In some cases, even an early-stage company, whose product is still at an MVP or slightly beyond MVP stage, can also raise money through a metrics pitch. This happens when you are the red hot startup that suddenly sprung up on the scene and is seeing some crazy growth in users. The crazy growth itself is proof of your solution working and being adopted – so you don’t need to spend too much time explaining the problem you are solving and why it better than other solutions in the space. The interesting thing about such cases is, sometimes, there doesn’t even need to be a detailed deck. Just sharing a dashboard/excel sheet/summary showing strong numbers is enough. That alone should get many conversations with VCs going and deals close pretty fast since there are many VCs vying for that startup/founder (have seen this happen).

But the above scenario is rare. Not every early-stage founder can have that luxury. For most, it is a grind for a few years till you have eye-popping numbers that will make VCs throw money at you. Till then, you will have to raise money by selling the vision. This gets us to the second type.

2. The Vision Pitch

In this type of pitch, the larger part of your deck will be focused on laying out the hypothesis for your product and business.

You will spend time convincing the investor of the problem/opportunity you are chasing – that it is a problem worth solving. You will include context to the problem, deep-dive into what the problem is, who the target customer is, and how big the opportunity is (preferably from a bottom-up perspective).

You will then convince the investor about your solution. How it solves the problem, how it is different (and better) than existing solutions, and some proof that your solution is working – usually via some monthly growth metric combined with a few testimonials and rating.

You will also have to convince them about the business model you have built around the product. Here you talk about the revenue model and go-to-market plan. You can include what could be potential moats. Any other strengths in your business like pricing power, partner lock-ins, patents, data etc. If there will be any network effects that will kick in later. One difference I want to call out here vs metrics pitch is – in a vision pitch, most of these points will be at a conceptual level. They haven’t happened yet but you are explaining how you have started building the pieces in place for things like moats or network effects to develop. In a metrics pitch, you will actually prove that your network effects have kicked in through your numbers. You will show a kink in your graph where growth in users started speeding up or CAC started falling or ETAs started falling (whatever is the relevant metric for your business).

Lastly and most importantly, you will have to convince investors of your team’s credibility to build this going forward. That can either come out through showing your team’s past experience if it is relevant (they worked in the same sector or at a competitor). In case that isn’t there, you can prove executions capability through current metrics like traction and capital efficiency. This might be a bit tough since you won’t have a lot of numbers to show but does work at times.

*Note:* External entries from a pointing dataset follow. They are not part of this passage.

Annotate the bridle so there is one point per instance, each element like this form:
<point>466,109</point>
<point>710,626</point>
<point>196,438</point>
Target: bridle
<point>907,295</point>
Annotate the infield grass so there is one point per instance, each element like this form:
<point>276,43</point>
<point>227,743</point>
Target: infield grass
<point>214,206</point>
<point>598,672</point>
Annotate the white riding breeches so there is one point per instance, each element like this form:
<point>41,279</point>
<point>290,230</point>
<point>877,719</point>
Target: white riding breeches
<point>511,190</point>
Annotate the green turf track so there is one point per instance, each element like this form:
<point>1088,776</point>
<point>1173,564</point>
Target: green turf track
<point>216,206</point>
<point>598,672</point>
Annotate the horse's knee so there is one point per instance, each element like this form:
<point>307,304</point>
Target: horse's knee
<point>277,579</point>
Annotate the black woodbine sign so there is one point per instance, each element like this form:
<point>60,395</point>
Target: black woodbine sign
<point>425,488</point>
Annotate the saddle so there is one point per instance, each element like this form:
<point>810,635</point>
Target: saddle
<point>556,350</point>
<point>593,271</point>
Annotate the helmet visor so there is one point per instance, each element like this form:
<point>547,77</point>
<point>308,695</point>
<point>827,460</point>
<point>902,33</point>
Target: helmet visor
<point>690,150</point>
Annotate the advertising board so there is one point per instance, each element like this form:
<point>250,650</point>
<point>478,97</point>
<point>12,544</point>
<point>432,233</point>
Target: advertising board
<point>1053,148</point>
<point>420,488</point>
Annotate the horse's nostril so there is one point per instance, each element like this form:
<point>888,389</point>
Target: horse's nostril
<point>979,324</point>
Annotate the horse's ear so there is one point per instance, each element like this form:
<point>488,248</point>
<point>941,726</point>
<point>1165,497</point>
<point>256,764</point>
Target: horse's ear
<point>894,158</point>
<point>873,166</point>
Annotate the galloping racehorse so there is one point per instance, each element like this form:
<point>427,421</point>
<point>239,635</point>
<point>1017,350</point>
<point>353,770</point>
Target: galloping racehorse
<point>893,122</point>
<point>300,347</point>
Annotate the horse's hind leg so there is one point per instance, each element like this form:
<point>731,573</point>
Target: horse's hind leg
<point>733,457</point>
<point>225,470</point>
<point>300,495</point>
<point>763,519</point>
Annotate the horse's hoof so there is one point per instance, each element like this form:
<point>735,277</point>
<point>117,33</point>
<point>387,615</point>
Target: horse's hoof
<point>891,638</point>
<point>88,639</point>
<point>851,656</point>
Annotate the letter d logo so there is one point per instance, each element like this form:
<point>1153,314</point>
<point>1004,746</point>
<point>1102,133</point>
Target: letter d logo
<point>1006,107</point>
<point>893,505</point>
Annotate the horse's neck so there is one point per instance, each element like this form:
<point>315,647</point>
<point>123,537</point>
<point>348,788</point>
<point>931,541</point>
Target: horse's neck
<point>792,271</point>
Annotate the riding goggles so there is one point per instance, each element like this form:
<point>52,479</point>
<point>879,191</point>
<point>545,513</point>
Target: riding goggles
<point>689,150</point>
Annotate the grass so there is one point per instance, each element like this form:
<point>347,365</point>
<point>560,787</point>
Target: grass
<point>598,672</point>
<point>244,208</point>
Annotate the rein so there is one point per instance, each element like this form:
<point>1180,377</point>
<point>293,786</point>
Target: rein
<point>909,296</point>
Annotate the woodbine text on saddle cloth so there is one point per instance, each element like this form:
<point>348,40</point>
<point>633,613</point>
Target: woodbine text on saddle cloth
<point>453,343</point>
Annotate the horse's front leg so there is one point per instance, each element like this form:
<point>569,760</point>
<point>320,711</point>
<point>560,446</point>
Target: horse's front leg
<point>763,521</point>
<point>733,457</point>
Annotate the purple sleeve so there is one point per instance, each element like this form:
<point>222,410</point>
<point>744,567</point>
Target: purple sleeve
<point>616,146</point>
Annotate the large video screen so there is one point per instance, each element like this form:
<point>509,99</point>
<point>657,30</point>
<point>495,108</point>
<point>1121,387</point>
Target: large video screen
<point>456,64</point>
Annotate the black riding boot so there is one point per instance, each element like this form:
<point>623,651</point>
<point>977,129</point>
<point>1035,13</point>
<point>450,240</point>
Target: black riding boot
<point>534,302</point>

For whom is the vision pitch best suited?

As already mentioned, early stage pitches (seed, Series A) are usually vision pitches. With very less proven execution and the product still undergoing work to reach PMF, the founder has to bank on selling the vision to raise funds. So you talk about hypothesis more than metrics but also balance it out by showing glimpses of evidence wherever possible to support your claims. And best to avoid too tall a claim in a vision pitch. It’s a very thin line between a vision pitch and a faf pitch (or ‘gas pitch’).

A disclaimer before I close. I glossed over what goes into a deck at many places in the post. Wherever I have listed down things you could cover in the pitch – it might not be the exhaustive list or in the right order. I wanted to keep this essay around the kinds of pitches (at a high level) without getting too much into the details of how to build them out. I cover that in an essay I am working on where I deep-dive into building the narrative for an early-stage company.